I don't agree that a man and a trans woman are interchangeable concepts and should be treated as such. Again, I'm entitled to that view.

As I said before, this is trying to define sex via something other than sex. There is no logic to this view.

Ereshkigalangcleg · 10/09/2024 15:39

gamerchick · 10/09/2024 15:38

You can't override instincts OP. People think we can, but they're powerful when they switch on.

And no one should be making women and girls feel that they need to ignore their instincts when it comes to their safety and dignity.

PaillettenBedeckt · 10/09/2024 15:39

lifeturnsonadime · 10/09/2024 15:37

So do you think that men who say they are trans are women, so materially the same as you?

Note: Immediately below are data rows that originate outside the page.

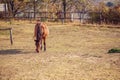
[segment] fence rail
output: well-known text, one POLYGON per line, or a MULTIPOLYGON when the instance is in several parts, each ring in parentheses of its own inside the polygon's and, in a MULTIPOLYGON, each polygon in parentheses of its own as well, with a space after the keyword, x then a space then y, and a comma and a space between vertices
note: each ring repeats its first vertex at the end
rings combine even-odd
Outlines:
POLYGON ((10 32, 10 42, 11 42, 11 45, 13 45, 12 28, 0 28, 0 31, 5 31, 5 30, 9 30, 9 32, 10 32))

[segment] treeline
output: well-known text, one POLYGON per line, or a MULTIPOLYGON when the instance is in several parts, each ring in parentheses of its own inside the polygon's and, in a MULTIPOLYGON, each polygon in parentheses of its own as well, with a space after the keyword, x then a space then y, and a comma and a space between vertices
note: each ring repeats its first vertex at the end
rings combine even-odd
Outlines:
POLYGON ((120 24, 120 4, 112 7, 100 5, 89 13, 92 23, 120 24))

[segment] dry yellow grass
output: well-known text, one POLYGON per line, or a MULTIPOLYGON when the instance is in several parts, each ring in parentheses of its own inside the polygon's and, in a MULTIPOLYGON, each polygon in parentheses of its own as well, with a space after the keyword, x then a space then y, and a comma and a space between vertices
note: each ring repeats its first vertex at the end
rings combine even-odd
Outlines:
POLYGON ((13 28, 0 35, 0 80, 120 80, 120 29, 47 23, 47 51, 35 52, 34 22, 0 22, 13 28))

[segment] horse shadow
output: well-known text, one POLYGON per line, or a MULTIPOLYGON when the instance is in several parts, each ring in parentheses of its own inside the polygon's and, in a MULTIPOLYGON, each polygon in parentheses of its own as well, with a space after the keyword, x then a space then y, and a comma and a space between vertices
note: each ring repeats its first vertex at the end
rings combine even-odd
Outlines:
POLYGON ((0 50, 0 55, 15 55, 15 54, 26 54, 28 52, 22 52, 21 49, 8 49, 8 50, 0 50))

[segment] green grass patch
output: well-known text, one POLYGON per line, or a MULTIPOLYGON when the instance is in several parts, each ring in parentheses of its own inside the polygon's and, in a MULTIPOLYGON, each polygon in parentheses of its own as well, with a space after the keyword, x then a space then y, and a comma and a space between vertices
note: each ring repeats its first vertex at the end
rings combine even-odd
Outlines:
POLYGON ((120 49, 118 48, 113 48, 108 51, 108 53, 120 53, 120 49))

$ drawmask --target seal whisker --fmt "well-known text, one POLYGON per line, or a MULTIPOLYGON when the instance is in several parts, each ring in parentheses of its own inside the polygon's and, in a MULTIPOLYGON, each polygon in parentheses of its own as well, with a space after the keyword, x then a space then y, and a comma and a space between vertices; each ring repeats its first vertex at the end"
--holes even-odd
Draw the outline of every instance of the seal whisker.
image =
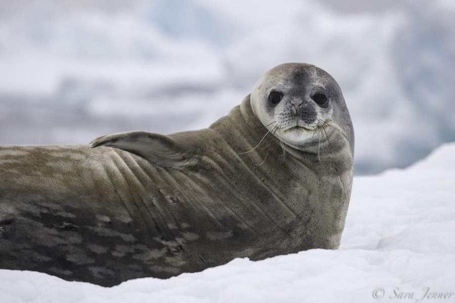
MULTIPOLYGON (((278 120, 275 121, 273 122, 272 122, 271 123, 270 123, 269 124, 268 124, 267 125, 267 126, 268 125, 270 125, 271 124, 273 124, 274 123, 276 123, 277 121, 278 121, 278 120)), ((261 145, 261 143, 262 142, 262 141, 264 140, 264 139, 265 139, 265 137, 267 136, 267 135, 268 135, 269 133, 270 133, 270 132, 271 132, 274 129, 275 129, 275 128, 276 128, 276 127, 274 127, 273 128, 269 129, 268 130, 268 131, 267 131, 267 133, 266 133, 266 134, 265 135, 264 135, 264 136, 262 137, 262 138, 261 139, 261 140, 259 141, 259 142, 258 143, 257 143, 257 145, 256 145, 255 146, 254 146, 254 147, 253 147, 252 148, 250 148, 250 150, 248 150, 248 152, 245 152, 244 153, 237 153, 238 155, 243 155, 244 154, 248 154, 248 153, 250 153, 250 152, 252 152, 253 150, 254 150, 254 149, 255 149, 256 148, 256 147, 259 146, 260 145, 261 145)))

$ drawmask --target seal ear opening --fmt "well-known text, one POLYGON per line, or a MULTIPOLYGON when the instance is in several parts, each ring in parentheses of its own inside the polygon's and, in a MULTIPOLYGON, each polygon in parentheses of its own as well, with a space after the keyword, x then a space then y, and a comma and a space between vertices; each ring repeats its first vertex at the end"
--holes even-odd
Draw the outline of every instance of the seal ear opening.
POLYGON ((115 147, 134 154, 163 166, 181 166, 189 157, 189 150, 169 136, 143 131, 118 133, 100 137, 90 147, 115 147))

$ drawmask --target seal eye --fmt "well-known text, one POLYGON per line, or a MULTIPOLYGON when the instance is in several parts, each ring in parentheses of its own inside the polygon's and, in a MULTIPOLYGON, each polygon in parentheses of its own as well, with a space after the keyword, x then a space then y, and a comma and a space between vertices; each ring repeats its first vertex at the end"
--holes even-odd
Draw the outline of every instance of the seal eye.
POLYGON ((324 106, 327 102, 327 97, 324 94, 316 93, 312 98, 319 106, 324 108, 327 107, 327 106, 324 106))
POLYGON ((281 101, 283 95, 279 91, 274 91, 268 95, 268 100, 273 105, 277 105, 281 101))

Do you deny the existence of AGP? And the men who say they are trans who talk about their euphoria boners and the like, if they are women like me why don’t I experience such things?

What about the fact that a woman was raped by a trans woman in an NHS ward , and the girls who were sex assaulted by a trans woman in Morrisons? Does the fact that women & children are being harmed not bother you AT ALL?

I have every right to want to feel & be safe in single sex spaces. Decent men respect that. That a woman should say that my needs don’t matter is disgusting. Honestly disgusting.

Edited

I appreciate you taking the time to write this, but I don't intend to debate those questions with you. I feel it will become a bad faith argument and I'd rather not get into it.

I hope you can appreciate my position on this matter.